Так вот, в пятницу все наши «аристократы» появились во всеоружии. Сюло, первый комик царедворцев, принес с собой колокольчик, чтобы «призывать к порядку», иначе говоря, затыкать рот своим врагам. Флери прибыл весь в черном и в перчатках. Госпожи Коита и Рокур выглядели царственными вдовами. Наш почтенный обскурант Ноде заявил, что пьесу Шенье давать не следует, «поскольку она будоражит чернь», и что ему лично нравятся только произведения, «полные любви королей к народам и народов к королям». Флери ухватился за эту реплику и начал обвинять Тальма. «Вся моя труппа, — заявил он, — убежденная в том, что господин Тальма изменил ее традициям, единодушно решила порвать с ним всякие отношения». Тальма хотел ответить, но Сюло тут же загремел своим колокольчиком. Поднялся шум. Патриот Дюгазон, у которого, ты знаешь, луженая глотка, стукнул кулаком по столу и, перекрывая все, закричал: «Я обвиняю весь Французский театр! Это ложь, будто Тальма изменил труппе; его преступление вы видите в том, что он показал, как следует играть короля-тирана!» Потом он напомнил разрешение парижского муниципалитета на постановку «Карла IX» с Тальма в главной роли и заявил, что не в компетенции какого-то Флери отменить этот декрет. Наши «аристократы» и «аристократки» подняли остервенелый вой. «Пусть меня разрежут на куски, если я стану играть в паре с ним!» — кричит госпожа Флоранс; «Нам помогут шведский король и граф д'Артуа!» — вторит ей госпожа Копта, бывшая любовница графа; «Объявляйте хоть военное положение, а я не выступлю больше в этой пьесе», — стонет госпожа Рокурфлери и Ноде старались перекричать друг друга. Дорваль вызвал на дуэль Дюгазона. «Принеси-ка мне, — ответил тот, — удостоверение от твоих кредиторов, что я могу тебя убить, и ты умрешь ровно через десять минут!»
— Ну и чем же все кончилось? — спросил я, поскольку мой собеседник замолчал.
— А чем же могло кончиться? Ничем, конечно. Но мы теперь, по крайней мере, точно знаем, кто наши враги и чего от них можно ждать…
Мейе был прав: с каждым днем мы лучше узнавали своих врагов. Пропасть между аристократами и патриотами ширилась и углублялась.
Прошло короткое время, и Французский театр, называемый теперь Театром Нации, распался: 3 апреля 1791 года Тальма, Дюгазон и другие артисты-демократы покинули «гнездо аристократов». «Красная эскадра», как их презрительно величал Флери, основала свой новый театр на улице Ришелье. Нечего и говорить, что мой друг ушел вместе со своими единомышленниками.
Правительство и ратуша изо всех сил стремились «навести порядок». Вслед за военным законом появились декреты об избирательном цензе, превратившие большинство народа в «пассивных граждан», лишенных политических прав. Опасаясь независимости дистриктов, ратуша сумела подавить их; новая реформа, принятая Собранием, заменила дистрикты секциями — округами, созданными из осколков дистриктов. Однако все это ничего не дало новым властям.

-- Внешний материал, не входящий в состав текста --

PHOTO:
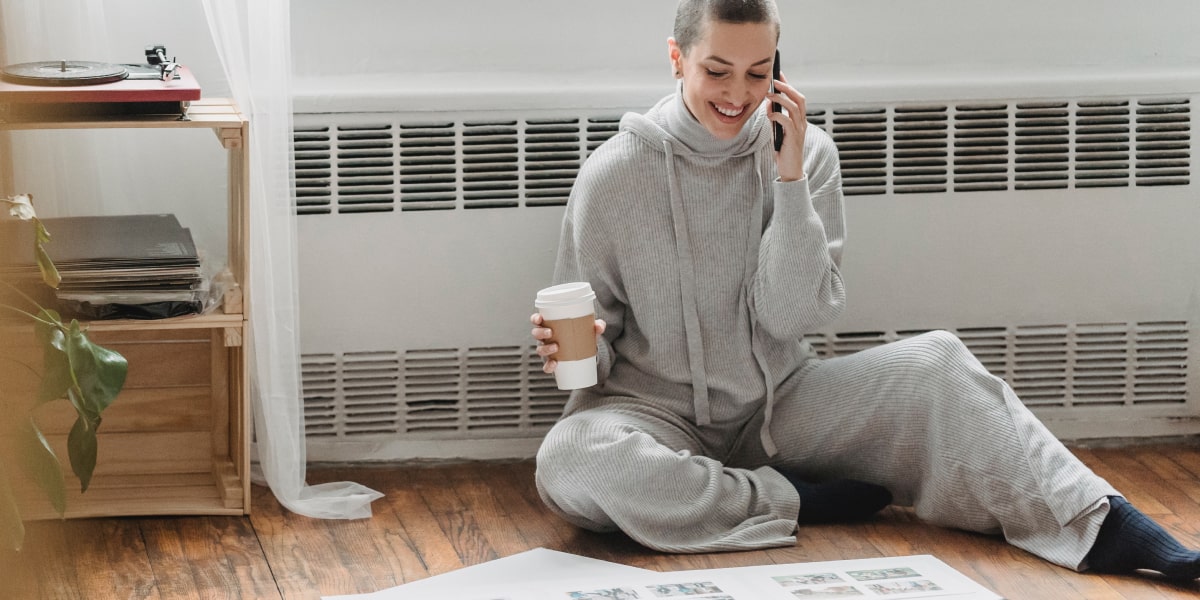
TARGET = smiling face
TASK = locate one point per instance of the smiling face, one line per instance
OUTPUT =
(726, 73)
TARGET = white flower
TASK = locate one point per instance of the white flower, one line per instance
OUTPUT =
(21, 207)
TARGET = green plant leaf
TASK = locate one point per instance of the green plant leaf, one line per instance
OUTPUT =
(82, 448)
(12, 529)
(55, 365)
(45, 264)
(42, 465)
(99, 372)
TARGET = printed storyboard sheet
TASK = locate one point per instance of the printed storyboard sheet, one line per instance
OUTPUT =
(895, 577)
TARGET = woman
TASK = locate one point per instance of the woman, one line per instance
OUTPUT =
(714, 426)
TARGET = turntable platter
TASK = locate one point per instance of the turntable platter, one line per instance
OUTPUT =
(64, 72)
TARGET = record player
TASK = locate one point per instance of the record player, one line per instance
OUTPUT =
(73, 88)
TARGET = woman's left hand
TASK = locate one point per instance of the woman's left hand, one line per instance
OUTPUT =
(790, 159)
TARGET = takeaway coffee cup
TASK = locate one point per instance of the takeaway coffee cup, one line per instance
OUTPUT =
(569, 311)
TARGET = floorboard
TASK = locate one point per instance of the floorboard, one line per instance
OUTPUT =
(437, 519)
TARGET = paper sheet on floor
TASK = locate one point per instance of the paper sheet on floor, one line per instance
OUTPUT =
(537, 577)
(517, 569)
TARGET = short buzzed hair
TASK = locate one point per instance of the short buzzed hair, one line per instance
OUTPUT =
(691, 17)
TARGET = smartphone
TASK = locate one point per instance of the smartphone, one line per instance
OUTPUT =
(774, 106)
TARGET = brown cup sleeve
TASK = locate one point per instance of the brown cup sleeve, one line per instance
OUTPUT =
(576, 337)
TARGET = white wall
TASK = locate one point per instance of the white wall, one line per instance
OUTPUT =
(557, 46)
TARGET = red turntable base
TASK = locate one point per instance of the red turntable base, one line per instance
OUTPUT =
(123, 97)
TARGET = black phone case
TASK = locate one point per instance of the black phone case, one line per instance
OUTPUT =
(774, 106)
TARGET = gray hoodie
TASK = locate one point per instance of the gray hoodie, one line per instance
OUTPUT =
(707, 269)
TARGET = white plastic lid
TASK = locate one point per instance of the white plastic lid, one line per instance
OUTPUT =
(565, 294)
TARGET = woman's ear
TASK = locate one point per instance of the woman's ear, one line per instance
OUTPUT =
(676, 57)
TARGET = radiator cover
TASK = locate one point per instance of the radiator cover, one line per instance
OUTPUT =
(1054, 234)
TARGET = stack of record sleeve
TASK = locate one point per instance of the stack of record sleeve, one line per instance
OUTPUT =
(135, 267)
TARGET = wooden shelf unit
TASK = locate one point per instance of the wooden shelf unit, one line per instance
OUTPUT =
(175, 442)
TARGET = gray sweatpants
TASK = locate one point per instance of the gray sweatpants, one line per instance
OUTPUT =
(919, 417)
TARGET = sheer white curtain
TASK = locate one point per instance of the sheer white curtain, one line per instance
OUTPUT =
(253, 41)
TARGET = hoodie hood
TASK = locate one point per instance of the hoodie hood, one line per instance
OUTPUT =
(671, 129)
(670, 120)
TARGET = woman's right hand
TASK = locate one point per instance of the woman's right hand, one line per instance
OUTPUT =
(545, 349)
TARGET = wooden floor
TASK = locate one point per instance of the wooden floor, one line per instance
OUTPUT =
(439, 519)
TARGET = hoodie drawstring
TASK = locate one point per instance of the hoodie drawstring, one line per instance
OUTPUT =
(688, 294)
(754, 239)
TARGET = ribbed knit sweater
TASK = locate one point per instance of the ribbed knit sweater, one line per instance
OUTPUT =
(707, 268)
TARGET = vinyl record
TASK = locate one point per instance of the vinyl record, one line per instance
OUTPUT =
(64, 72)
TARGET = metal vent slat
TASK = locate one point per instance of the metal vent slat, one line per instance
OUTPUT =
(553, 154)
(862, 139)
(502, 391)
(312, 151)
(887, 149)
(365, 163)
(1164, 132)
(981, 148)
(919, 154)
(427, 166)
(1043, 145)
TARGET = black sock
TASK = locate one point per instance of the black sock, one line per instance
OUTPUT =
(844, 499)
(1129, 540)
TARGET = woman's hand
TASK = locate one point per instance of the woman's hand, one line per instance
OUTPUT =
(790, 159)
(545, 349)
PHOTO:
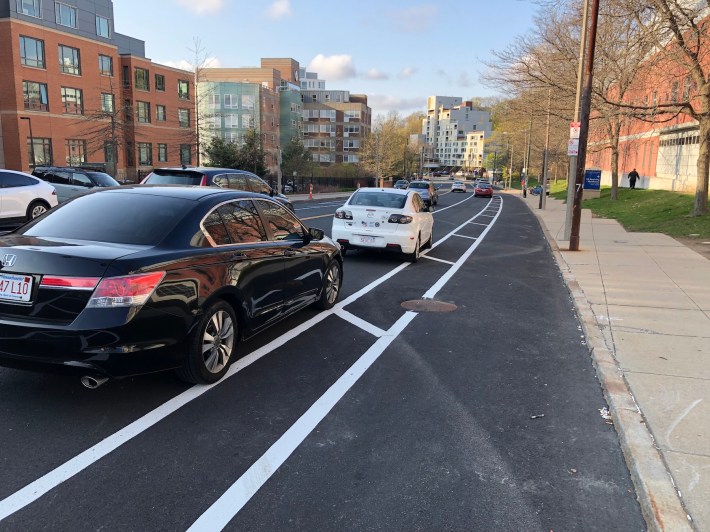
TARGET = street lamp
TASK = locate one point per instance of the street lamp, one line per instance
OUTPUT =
(32, 140)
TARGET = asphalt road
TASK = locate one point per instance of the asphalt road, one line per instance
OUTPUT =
(367, 417)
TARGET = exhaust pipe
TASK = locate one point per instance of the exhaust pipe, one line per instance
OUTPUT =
(93, 382)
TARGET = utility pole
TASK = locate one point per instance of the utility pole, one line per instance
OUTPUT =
(543, 194)
(571, 177)
(585, 107)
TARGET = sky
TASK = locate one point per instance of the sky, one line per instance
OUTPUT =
(396, 52)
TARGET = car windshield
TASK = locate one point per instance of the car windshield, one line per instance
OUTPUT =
(103, 180)
(379, 199)
(116, 217)
(174, 177)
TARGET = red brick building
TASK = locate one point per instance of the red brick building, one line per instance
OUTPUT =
(73, 93)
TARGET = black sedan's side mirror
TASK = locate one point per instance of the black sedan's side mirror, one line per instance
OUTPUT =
(316, 234)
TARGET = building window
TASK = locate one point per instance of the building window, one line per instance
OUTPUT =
(185, 154)
(143, 112)
(184, 117)
(183, 89)
(72, 101)
(142, 81)
(76, 151)
(35, 95)
(29, 7)
(69, 61)
(40, 150)
(102, 27)
(32, 52)
(107, 103)
(66, 15)
(145, 154)
(105, 65)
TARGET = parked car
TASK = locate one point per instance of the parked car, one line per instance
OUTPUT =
(458, 186)
(140, 278)
(24, 197)
(221, 177)
(426, 191)
(70, 182)
(483, 189)
(386, 219)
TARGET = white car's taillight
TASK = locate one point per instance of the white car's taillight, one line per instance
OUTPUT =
(126, 291)
(400, 219)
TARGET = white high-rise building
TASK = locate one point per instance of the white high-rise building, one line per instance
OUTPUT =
(455, 131)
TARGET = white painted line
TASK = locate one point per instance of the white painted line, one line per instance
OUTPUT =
(36, 489)
(228, 505)
(436, 259)
(359, 322)
(431, 293)
(238, 495)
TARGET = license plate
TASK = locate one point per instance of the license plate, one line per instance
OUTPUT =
(15, 287)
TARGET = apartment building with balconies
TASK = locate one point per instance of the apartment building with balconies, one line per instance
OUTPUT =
(74, 91)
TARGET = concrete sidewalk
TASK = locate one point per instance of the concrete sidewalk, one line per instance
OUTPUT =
(644, 301)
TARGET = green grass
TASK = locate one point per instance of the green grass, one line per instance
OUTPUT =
(650, 211)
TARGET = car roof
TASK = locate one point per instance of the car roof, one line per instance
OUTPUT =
(188, 192)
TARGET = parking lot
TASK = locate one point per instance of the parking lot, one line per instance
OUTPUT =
(478, 411)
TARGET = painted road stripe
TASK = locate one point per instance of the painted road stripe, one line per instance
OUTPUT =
(36, 489)
(238, 495)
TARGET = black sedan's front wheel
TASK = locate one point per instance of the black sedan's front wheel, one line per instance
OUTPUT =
(211, 346)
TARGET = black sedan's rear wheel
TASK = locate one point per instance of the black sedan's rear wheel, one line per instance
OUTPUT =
(332, 280)
(211, 346)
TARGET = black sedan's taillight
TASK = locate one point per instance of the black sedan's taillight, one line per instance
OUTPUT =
(400, 219)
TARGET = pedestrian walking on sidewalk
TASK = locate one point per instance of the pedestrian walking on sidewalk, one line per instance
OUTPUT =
(633, 176)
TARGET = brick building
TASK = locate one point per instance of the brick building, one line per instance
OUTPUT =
(75, 91)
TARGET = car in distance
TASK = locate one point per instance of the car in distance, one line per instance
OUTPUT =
(222, 177)
(70, 182)
(24, 197)
(458, 186)
(426, 190)
(138, 279)
(483, 188)
(385, 219)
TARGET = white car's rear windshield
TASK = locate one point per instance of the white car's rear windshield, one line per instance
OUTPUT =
(379, 199)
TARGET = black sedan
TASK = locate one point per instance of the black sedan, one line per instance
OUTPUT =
(148, 278)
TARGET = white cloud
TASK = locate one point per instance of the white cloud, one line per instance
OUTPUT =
(407, 73)
(414, 19)
(333, 67)
(280, 9)
(203, 7)
(210, 62)
(385, 103)
(373, 73)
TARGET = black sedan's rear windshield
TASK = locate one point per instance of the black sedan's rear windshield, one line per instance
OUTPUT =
(379, 199)
(174, 177)
(117, 217)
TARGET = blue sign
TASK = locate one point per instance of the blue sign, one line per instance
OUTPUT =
(592, 179)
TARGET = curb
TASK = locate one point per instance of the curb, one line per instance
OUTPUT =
(660, 500)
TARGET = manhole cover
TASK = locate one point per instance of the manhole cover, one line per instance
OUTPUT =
(428, 305)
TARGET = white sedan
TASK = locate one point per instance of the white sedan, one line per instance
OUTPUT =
(24, 197)
(384, 219)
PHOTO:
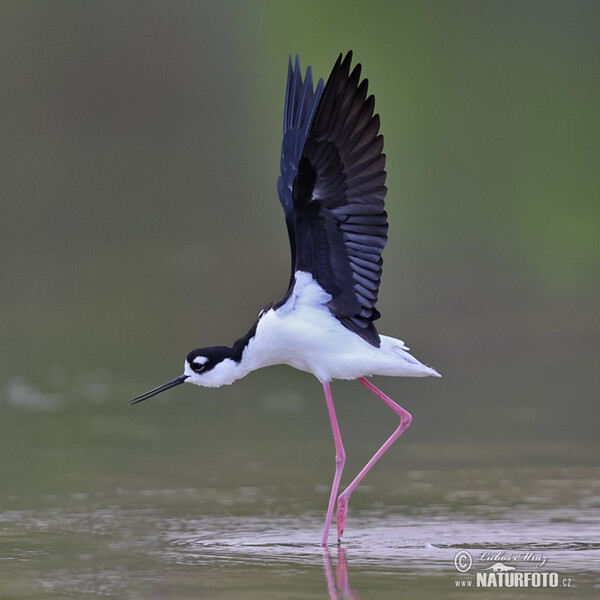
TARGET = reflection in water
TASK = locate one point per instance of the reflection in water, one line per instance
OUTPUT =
(340, 584)
(187, 543)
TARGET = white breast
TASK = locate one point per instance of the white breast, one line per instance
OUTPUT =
(304, 334)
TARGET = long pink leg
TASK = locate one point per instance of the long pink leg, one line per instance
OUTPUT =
(340, 459)
(405, 419)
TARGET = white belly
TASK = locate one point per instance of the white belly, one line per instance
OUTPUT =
(304, 334)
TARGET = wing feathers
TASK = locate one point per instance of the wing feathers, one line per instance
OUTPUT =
(335, 198)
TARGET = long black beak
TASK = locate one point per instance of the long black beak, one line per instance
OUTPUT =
(159, 389)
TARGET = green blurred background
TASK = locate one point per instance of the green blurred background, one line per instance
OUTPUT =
(139, 219)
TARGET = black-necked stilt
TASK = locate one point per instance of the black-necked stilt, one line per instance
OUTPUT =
(331, 188)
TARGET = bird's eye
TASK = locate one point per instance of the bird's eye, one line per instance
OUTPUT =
(198, 364)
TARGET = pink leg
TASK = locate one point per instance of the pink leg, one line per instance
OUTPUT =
(405, 419)
(340, 459)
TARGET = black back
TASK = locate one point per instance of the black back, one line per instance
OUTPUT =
(337, 222)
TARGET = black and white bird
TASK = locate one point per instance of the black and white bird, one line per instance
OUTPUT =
(331, 187)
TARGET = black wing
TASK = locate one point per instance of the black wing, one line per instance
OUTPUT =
(299, 111)
(340, 225)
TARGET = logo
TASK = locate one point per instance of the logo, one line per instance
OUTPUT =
(504, 569)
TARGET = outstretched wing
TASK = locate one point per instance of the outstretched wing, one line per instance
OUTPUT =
(299, 111)
(340, 225)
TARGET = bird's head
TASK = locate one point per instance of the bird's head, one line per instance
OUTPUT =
(209, 367)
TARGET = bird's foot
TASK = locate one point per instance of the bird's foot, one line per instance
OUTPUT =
(340, 516)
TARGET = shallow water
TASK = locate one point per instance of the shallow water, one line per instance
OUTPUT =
(250, 542)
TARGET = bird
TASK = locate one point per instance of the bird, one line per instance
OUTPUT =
(332, 190)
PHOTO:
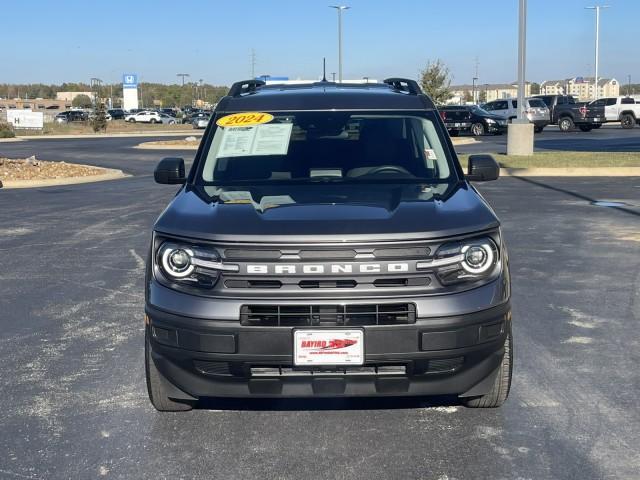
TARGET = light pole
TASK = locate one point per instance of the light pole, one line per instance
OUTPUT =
(340, 8)
(473, 89)
(520, 132)
(182, 75)
(597, 9)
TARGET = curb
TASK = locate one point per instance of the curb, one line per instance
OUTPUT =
(463, 141)
(571, 172)
(110, 174)
(173, 133)
(152, 146)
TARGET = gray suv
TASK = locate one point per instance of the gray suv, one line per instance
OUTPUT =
(536, 111)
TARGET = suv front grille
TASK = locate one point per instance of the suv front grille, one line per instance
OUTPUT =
(327, 315)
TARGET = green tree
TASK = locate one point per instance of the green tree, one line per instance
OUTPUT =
(81, 101)
(435, 80)
(99, 120)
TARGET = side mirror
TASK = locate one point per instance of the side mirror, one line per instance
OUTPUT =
(482, 168)
(170, 171)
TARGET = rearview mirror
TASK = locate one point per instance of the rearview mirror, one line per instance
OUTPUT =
(170, 171)
(482, 168)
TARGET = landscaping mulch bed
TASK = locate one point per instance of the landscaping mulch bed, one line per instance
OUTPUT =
(33, 169)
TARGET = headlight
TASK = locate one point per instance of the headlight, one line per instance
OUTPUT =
(192, 265)
(464, 261)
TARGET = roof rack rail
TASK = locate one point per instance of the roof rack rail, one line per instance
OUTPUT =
(404, 84)
(245, 86)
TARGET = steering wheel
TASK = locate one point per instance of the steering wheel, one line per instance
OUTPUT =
(389, 169)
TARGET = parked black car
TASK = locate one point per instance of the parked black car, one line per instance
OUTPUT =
(117, 113)
(71, 116)
(169, 111)
(326, 242)
(567, 113)
(472, 119)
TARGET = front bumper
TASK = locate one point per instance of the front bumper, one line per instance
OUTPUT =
(447, 355)
(496, 128)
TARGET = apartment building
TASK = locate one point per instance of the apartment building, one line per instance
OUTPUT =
(581, 87)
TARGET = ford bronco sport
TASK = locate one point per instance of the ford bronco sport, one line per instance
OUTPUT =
(326, 242)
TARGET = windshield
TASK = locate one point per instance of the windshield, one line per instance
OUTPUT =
(481, 111)
(325, 147)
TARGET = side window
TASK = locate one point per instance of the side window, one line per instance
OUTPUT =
(547, 100)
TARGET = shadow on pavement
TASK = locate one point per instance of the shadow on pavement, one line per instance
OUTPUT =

Деление граждан на «активных» и «пассивных» лишь усилило общую вражду, открыв бедняку глаза на сущность революции богатых, а новые секции оказались не менее грозными форпостами борьбы, чем прежние дистрикты.
Мы входили теперь в секцию Французского театра. Старый Кордельерский монастырь по-прежнему оставался ее центром, только собрания дистрикта превратились в постоянный Клуб кордельеров, где голос Дантона гремел еще громче, чем прежде.
10
Волнения в трех полках гарнизона Нанси (август 1790 года), к которым примкнула местная городская беднота, были вызваны злоупотреблениями офицеров-дворян, регулярно обкрадывавших солдат.